También es posible ver a la orilla de los ríos aldeas arrasadas, sólo porque los humanos olvidamos lo que el agua no olvida jamás. Gustavo Wilches suele recordarnos que, cada vez que reprochamos al agua el invadir nuestros escenarios urbanos, estamos olvidando que somos nosotros los que hemos invadido los antiguos cauces del agua. Simplemente a veces el agua recuerda que la tierra es suya, y vuelve a bautizar el mundo.
Deberíamos tener con el agua una relación más respetuosa y más lúcida.
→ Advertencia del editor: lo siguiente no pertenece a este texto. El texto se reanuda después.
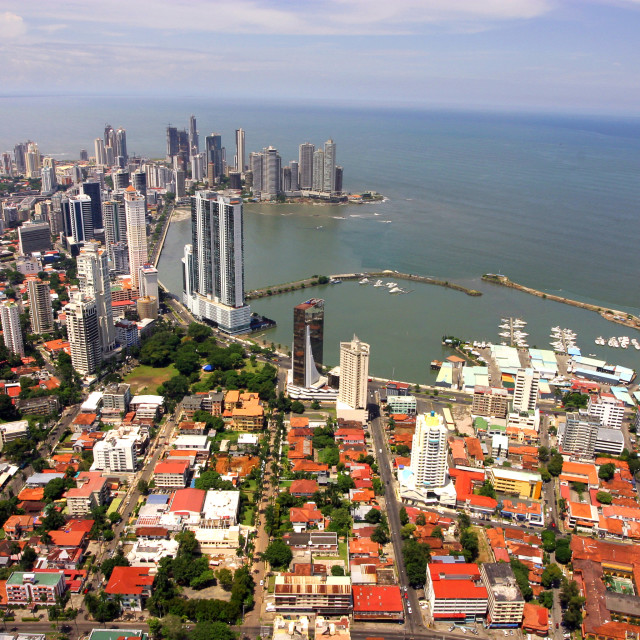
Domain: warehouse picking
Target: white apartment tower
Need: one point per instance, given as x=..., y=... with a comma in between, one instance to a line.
x=135, y=213
x=525, y=394
x=40, y=307
x=84, y=334
x=10, y=316
x=329, y=184
x=354, y=373
x=429, y=451
x=93, y=273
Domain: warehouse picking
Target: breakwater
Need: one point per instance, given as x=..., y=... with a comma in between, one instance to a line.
x=316, y=280
x=613, y=315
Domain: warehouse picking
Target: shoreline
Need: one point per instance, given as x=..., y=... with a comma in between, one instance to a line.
x=612, y=315
x=314, y=281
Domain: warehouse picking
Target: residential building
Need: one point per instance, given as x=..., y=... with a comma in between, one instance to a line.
x=488, y=401
x=135, y=214
x=84, y=334
x=525, y=393
x=34, y=236
x=308, y=339
x=455, y=592
x=11, y=330
x=524, y=484
x=91, y=491
x=579, y=433
x=93, y=274
x=429, y=451
x=171, y=474
x=213, y=266
x=41, y=587
x=608, y=409
x=132, y=585
x=354, y=373
x=326, y=595
x=115, y=454
x=505, y=602
x=40, y=309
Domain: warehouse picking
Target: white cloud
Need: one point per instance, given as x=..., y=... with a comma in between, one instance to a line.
x=11, y=25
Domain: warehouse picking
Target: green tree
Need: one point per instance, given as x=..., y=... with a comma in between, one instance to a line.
x=278, y=554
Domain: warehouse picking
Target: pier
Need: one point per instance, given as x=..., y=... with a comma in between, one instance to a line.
x=613, y=315
x=315, y=281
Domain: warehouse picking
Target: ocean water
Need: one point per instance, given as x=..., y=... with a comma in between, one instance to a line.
x=550, y=201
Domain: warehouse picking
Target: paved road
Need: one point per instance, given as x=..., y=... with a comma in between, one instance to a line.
x=413, y=620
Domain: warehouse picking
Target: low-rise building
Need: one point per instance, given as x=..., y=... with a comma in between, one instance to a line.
x=505, y=602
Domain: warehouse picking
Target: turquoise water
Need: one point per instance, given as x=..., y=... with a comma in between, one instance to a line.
x=550, y=201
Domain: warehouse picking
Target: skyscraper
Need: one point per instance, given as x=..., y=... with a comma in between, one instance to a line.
x=84, y=334
x=308, y=340
x=318, y=170
x=94, y=191
x=93, y=273
x=213, y=265
x=81, y=218
x=40, y=308
x=429, y=451
x=240, y=150
x=525, y=393
x=121, y=144
x=354, y=373
x=135, y=213
x=194, y=143
x=10, y=316
x=272, y=171
x=329, y=166
x=305, y=164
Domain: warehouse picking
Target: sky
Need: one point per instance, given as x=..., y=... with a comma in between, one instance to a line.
x=548, y=55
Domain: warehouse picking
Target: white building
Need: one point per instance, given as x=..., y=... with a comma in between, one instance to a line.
x=40, y=309
x=607, y=409
x=135, y=213
x=354, y=373
x=10, y=316
x=429, y=452
x=115, y=454
x=93, y=273
x=84, y=334
x=213, y=265
x=525, y=394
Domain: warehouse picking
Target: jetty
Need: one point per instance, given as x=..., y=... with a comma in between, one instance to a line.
x=613, y=315
x=315, y=281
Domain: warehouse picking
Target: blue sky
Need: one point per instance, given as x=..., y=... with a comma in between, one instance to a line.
x=564, y=55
Ser dignos de su transparencia, de su frescura, de su música, de su capacidad de transformarse para ir del glaciar a la cascada y de la cascada a la nube, del río lleno de criaturas a la lágrima llena de emociones, de la fosa planetaria llena de misterios al vaso generoso que calma nuestra sed. Deberíamos entender que sólo algo divino puede tener tantas formas, tantas utilidades, tantos sentidos para nuestra vida, tantos estímulos para nuestra imaginación.
El agua, que propició la aparición de las primeras chispas de vida al contacto con la tibieza solar, ha engendrado filosofías y mitologías, maravillas del arte y de la técnica, grandes poemas y músicas exquisitas. De Empédocles y Tales de Mileto a Walt Whitman y Pablo Neruda la humanidad, para honor suyo, ha sido capaz de cantar sus alabanzas, pero aún es necesario hacer más sutil nuestra reflexión, más rica nuestra sensibilidad y más audaz nuestra fantasía para acceder a un orden en que el agua recupere todo su valor para la civilización.